The gate opened with a well oiled smoothness. He rumbled slowly down the gravel road. The wildness of the rural fields quickly gave way to manicured lawns and trim hedgerows. He saw the source of the lights, a dark building illuminated from below by dim spots on the floor. He drove along the side of the building, it’s featureless exterior gave nothing away except the suggestion of secrets within. It looked to be two stories high. His boss had said it was a government building. It looked like it.
He passed to the front of the building. A car park with two other cars faced away from the building, toward the fields and trees. He pulled alongside one of the other cars. Ahead of him was a large lake with some sort of modern art rising from the water, something like a metal rainbow. He reached into the back of the van to grab his toolkit, as turned back around he jumped in fright at the face at the window. The guard. He tried to calm his nerves and opened the door.

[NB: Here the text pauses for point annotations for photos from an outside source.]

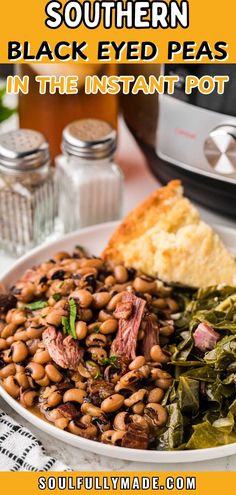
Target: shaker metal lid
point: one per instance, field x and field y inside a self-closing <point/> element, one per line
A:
<point x="89" y="138"/>
<point x="23" y="149"/>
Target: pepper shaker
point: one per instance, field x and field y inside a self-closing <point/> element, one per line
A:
<point x="28" y="202"/>
<point x="90" y="182"/>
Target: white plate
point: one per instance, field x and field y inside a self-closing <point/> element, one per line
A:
<point x="94" y="239"/>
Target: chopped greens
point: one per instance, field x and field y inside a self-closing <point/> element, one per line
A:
<point x="36" y="305"/>
<point x="69" y="323"/>
<point x="202" y="400"/>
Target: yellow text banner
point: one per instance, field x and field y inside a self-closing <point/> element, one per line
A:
<point x="31" y="31"/>
<point x="118" y="483"/>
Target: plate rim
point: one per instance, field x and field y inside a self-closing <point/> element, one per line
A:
<point x="147" y="456"/>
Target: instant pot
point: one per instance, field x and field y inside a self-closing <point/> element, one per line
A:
<point x="189" y="137"/>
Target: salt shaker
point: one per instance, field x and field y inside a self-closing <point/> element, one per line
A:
<point x="28" y="203"/>
<point x="90" y="183"/>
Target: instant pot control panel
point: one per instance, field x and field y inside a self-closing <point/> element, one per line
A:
<point x="198" y="132"/>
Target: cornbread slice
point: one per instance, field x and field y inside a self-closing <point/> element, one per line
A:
<point x="165" y="237"/>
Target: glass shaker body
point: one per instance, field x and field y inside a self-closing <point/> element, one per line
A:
<point x="53" y="112"/>
<point x="90" y="191"/>
<point x="28" y="199"/>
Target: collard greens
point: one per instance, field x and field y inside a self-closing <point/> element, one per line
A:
<point x="202" y="400"/>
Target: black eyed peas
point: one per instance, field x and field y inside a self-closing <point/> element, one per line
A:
<point x="109" y="326"/>
<point x="101" y="299"/>
<point x="137" y="363"/>
<point x="96" y="339"/>
<point x="121" y="274"/>
<point x="74" y="395"/>
<point x="19" y="351"/>
<point x="84" y="297"/>
<point x="3" y="344"/>
<point x="112" y="403"/>
<point x="86" y="432"/>
<point x="53" y="373"/>
<point x="158" y="355"/>
<point x="156" y="395"/>
<point x="104" y="396"/>
<point x="8" y="370"/>
<point x="22" y="380"/>
<point x="28" y="398"/>
<point x="141" y="284"/>
<point x="11" y="386"/>
<point x="156" y="413"/>
<point x="42" y="356"/>
<point x="81" y="330"/>
<point x="35" y="370"/>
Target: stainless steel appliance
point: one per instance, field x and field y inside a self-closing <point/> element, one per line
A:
<point x="191" y="137"/>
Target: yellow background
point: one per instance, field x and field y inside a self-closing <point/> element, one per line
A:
<point x="207" y="483"/>
<point x="24" y="20"/>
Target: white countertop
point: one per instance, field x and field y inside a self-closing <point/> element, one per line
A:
<point x="139" y="184"/>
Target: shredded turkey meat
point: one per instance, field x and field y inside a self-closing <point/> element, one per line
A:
<point x="64" y="351"/>
<point x="126" y="340"/>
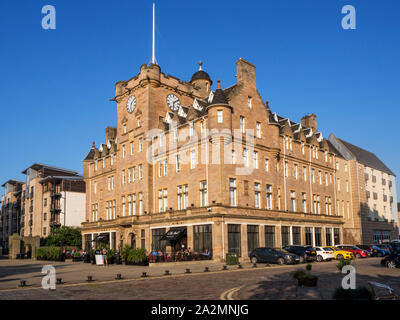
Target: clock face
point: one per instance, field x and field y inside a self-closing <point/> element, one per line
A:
<point x="173" y="102"/>
<point x="131" y="104"/>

“This way, please. The power has been down for an hour, we’re running on the generator but we can’t stay like that for long. We have a huge investment in this building. You guys must have screwed something up.”
“Us? I doubt it. How come your running the lights if your on the generator?” he rolled his eyes at the guard.
“They’re solar powered.” The guard sneered. “Through here.” The guard led the way up some steps to the entrance hall. Great glass panels rose up for the full two stories. The glass must have been darkened as the inner room was difficult to make out. The guard slid a keycard through a lock and a smaller door clicked open as a tiny light flicked from red to green. He opened the door and walked in.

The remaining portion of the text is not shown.